Les trous noirs ne restent pas là à grignoter constamment l’espace qui les entoure. Ils finissent par manquer de matière à proximité et se taisent, attendant qu’un morceau de gaz égaré passe par là.
C’est alors que le trou noir dévore à nouveau, en éjectant un gigantesque jet de particules. Au début de l’année, des scientifiques ont annoncé qu’ils en avaient capturé un en train de le faire non pas une fois, mais deux fois – c’est la première fois que cela a été observé.
Ces deux éructations, survenues en l’espace de 100 000 ans, confirment que les trous noirs supermassifs connaissent des cycles d’hibernation et d’activité.
Ce n’est pas aussi animal que cela, puisque les trous noirs ne sont ni vivants ni sensibles, mais c’est une métaphore suffisante pour décrire la façon dont les trous noirs dévorent la matière, en l’attirant par leur énorme gravité.
Mais même si nous sommes habitués à penser que rien ne revient jamais d’un trou noir, il est curieux de constater qu’ils ne retiennent pas tout ce qu’ils capturent.
Lorsqu’ils consomment de la matière, comme du gaz ou des étoiles, ils génèrent également un puissant flux de particules à haute énergie à proximité de l’horizon des événements, mais pas au-delà du point de non-retour.
“Les trous noirs sont des mangeurs voraces, mais il s’avère également qu’ils n’ont pas de très bonnes manières à table”, a déclaré la chercheuse principale Julie Comerford, astronome à l’Université du Colorado Boulder.
“Nous connaissons de nombreux exemples de trous noirs d’où émanent des rots uniques, mais nous avons découvert une galaxie avec un trou noir supermassif qui n’a pas un mais deux rots.”
Le trou noir en question est la bête supermassive au centre d’une galaxie appelée SDSS J1354+1327 ou simplement J1354 pour faire court. Il se trouve à environ 800 millions d’années-lumière de la Terre et est apparu dans les données Chandra comme un point très brillant d’émission de rayons X – suffisamment pour être des millions, voire des milliards de fois plus massif que notre Soleil.

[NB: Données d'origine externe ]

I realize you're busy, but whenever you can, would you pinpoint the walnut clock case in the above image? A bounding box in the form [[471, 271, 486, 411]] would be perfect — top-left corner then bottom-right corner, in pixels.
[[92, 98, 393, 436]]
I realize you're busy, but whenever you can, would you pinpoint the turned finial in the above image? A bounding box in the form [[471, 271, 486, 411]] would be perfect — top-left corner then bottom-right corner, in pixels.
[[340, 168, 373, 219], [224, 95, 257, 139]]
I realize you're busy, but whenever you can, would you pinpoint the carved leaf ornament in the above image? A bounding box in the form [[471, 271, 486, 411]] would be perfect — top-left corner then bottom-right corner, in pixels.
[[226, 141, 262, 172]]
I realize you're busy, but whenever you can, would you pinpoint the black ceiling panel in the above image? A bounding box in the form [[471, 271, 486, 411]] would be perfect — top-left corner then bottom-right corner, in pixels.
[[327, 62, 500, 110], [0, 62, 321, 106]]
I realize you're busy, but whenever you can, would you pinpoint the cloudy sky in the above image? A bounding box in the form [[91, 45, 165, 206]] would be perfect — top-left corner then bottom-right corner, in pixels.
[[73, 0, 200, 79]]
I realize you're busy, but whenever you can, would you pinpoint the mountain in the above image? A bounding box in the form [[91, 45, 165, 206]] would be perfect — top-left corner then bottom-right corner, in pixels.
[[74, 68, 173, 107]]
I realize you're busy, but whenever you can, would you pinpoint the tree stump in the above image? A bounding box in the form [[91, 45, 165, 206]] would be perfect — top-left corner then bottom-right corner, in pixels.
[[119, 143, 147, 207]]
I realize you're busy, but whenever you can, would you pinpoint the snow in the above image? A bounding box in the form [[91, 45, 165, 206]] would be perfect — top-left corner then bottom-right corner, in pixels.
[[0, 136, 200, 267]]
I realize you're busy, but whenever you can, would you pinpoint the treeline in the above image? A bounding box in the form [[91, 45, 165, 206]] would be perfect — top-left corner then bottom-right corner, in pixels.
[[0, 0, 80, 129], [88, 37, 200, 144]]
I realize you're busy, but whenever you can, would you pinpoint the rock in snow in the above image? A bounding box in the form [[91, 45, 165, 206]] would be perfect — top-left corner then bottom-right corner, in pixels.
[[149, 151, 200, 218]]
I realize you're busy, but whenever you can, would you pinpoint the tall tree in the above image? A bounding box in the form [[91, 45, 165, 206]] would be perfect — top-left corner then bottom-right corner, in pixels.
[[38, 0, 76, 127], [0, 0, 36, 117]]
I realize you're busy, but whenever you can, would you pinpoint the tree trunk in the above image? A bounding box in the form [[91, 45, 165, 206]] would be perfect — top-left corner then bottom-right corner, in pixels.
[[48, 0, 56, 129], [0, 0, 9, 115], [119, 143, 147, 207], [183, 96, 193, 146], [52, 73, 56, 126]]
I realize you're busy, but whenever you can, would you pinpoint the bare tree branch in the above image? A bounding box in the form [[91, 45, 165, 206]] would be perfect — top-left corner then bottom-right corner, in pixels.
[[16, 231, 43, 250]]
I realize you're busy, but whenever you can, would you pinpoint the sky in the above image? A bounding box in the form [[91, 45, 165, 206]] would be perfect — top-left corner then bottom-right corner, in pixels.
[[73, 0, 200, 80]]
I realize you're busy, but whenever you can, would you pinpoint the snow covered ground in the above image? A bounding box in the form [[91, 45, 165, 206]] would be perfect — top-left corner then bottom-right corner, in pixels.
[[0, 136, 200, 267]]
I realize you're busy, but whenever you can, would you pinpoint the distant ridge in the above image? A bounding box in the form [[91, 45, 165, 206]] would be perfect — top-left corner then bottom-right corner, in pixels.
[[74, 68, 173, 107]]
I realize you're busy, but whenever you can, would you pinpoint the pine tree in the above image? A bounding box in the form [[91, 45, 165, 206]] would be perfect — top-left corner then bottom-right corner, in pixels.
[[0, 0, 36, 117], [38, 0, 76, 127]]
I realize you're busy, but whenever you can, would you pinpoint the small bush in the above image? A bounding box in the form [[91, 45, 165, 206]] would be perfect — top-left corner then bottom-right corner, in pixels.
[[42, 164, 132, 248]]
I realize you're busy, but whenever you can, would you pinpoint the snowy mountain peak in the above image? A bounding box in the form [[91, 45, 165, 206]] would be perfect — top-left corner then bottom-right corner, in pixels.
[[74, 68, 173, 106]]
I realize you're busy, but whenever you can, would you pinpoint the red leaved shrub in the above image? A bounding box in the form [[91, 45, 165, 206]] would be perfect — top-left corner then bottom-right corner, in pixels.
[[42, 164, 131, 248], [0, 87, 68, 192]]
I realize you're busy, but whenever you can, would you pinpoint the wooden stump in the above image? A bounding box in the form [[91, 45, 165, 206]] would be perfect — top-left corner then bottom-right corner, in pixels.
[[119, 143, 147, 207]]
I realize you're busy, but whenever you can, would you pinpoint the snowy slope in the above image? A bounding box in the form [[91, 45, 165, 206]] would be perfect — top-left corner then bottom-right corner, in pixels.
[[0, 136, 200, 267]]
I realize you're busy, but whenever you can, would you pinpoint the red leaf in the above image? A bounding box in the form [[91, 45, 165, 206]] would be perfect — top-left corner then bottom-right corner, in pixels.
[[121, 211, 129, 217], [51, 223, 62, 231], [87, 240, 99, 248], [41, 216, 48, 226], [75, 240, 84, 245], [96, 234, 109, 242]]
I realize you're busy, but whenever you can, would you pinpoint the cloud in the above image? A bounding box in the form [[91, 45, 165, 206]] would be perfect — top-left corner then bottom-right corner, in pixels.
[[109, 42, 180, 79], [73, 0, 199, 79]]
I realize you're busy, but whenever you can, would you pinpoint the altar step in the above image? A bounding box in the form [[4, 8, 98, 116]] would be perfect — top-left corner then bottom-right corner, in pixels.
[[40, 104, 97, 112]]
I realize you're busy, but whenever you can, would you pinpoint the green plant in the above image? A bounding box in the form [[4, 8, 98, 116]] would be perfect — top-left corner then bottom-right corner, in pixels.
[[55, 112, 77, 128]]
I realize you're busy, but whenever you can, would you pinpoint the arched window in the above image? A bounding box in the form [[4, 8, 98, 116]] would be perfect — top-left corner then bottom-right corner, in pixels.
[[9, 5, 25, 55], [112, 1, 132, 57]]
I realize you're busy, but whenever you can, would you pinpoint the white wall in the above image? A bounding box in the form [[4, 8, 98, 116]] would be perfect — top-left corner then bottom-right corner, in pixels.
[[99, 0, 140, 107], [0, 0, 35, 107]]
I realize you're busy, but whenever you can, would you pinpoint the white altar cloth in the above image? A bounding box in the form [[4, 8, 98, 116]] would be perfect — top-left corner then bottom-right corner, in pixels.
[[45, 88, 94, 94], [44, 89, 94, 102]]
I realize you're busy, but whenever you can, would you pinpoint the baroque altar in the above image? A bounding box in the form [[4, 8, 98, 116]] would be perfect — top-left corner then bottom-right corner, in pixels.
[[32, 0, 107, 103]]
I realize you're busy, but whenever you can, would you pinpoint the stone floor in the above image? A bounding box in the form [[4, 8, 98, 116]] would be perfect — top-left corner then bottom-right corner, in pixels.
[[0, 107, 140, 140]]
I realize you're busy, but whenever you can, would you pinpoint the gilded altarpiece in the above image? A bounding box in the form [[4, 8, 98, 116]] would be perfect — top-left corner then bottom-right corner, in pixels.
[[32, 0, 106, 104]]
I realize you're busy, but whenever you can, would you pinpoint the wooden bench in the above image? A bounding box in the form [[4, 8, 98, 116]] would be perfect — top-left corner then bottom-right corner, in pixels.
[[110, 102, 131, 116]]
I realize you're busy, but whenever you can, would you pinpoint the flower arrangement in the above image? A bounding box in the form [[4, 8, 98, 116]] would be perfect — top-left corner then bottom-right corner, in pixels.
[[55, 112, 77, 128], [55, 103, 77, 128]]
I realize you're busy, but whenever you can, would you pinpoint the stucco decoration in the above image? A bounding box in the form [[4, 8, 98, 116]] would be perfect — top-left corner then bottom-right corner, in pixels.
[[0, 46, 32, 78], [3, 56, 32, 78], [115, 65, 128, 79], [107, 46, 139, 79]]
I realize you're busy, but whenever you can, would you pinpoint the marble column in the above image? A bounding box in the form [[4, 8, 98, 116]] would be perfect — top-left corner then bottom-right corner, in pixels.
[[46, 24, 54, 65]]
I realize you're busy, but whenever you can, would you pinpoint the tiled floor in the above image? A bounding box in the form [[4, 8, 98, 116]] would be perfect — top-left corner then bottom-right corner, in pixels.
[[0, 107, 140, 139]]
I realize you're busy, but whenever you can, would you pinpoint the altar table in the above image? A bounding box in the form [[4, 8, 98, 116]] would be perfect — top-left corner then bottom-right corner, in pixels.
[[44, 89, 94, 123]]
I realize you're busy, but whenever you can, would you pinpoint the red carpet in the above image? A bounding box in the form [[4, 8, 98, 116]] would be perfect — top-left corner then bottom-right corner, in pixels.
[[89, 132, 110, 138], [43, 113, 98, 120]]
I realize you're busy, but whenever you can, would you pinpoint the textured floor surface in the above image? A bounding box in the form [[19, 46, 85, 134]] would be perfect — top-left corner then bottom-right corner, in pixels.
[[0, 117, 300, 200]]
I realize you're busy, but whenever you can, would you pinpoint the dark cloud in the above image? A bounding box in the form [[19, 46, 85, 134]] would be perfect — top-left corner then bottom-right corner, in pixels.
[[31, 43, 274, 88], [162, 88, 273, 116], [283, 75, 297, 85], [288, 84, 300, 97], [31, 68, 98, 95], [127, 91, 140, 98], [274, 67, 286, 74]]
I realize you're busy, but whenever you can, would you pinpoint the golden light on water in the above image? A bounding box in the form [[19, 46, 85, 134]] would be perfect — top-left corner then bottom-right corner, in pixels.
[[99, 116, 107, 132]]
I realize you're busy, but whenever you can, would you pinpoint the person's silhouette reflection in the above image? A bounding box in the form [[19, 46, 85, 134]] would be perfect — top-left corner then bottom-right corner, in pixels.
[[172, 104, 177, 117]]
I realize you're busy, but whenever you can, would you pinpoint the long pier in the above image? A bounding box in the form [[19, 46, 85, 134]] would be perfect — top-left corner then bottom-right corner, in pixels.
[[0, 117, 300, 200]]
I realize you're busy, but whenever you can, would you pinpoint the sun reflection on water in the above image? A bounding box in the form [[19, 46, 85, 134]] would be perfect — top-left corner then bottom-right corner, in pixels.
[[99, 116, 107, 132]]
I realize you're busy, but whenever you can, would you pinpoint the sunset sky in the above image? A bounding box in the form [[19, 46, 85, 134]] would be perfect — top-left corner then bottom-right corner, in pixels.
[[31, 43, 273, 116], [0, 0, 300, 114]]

L’équipe de chercheurs a comparé les données de l’observatoire à rayons X Chandra aux images en lumière visible du télescope spatial Hubble, et a constaté que le trou noir est entouré d’un épais nuage de poussière et de gaz.
“Nous voyons cet objet festoyer, roter, faire la sieste, puis festoyer et roter à nouveau, ce que la théorie avait prédit”, a déclaré M. Comerford. “Heureusement, nous avons observé cette galaxie à un moment où nous pouvions clairement voir les preuves de ces deux événements.”
Cette preuve consiste en deux bulles dans le gaz – une au-dessus et une au-dessous du trou noir, des particules expulsées après un repas. Et ils ont pu constater que les deux bulles avaient eu lieu à des moments différents.
La bulle sud s’était étendue à 30 000 années-lumière du centre galactique, tandis que la bulle nord s’était étendue à seulement 3 000 années-lumière du centre galactique. Ces bulles sont connues sous le nom de bulles de Fermi, et elles sont généralement observées après un événement d’alimentation du trou noir.
D’après la vitesse de déplacement de ces bulles, l’équipe a pu déterminer qu’elles se sont produites à environ 100 000 ans d’intervalle.
Alors qu’est-ce que le trou noir mange qui lui donne une telle indigestion épique ? Une autre galaxie.
Une galaxie compagnon est reliée à J1354 par des courants d’étoiles et de gaz, suite à une collision entre les deux. Ce sont des amas de matière de cette seconde galaxie qui ont tourbillonné vers le trou noir et se sont fait dévorer.
“Cette galaxie nous a vraiment pris au dépourvu”, a déclaré Rebecca Nevin, doctorante.
“Nous avons pu montrer que le gaz de la partie nord de la galaxie correspondait à un bord avancé d’une onde de choc, et que le gaz du sud correspondait à un écoulement plus ancien du trou noir.”
La Voie lactée présente également des bulles de Fermi à la suite d’un événement d’alimentation par Sagittarius A*, le trou noir situé en son centre. Et, tout comme le trou noir de J1354 s’est nourri, a dormi, puis s’est nourri à nouveau, les astronomes pensent que Sagittarius A* va se réveiller pour se nourrir à nouveau.
Ces recherches ont été présentées lors de la 231e réunion de l’American Astronomical Society et ont également été publiées dans The Astrophysical Journal.
Une version de cet article a été publiée pour la première fois en février 2018.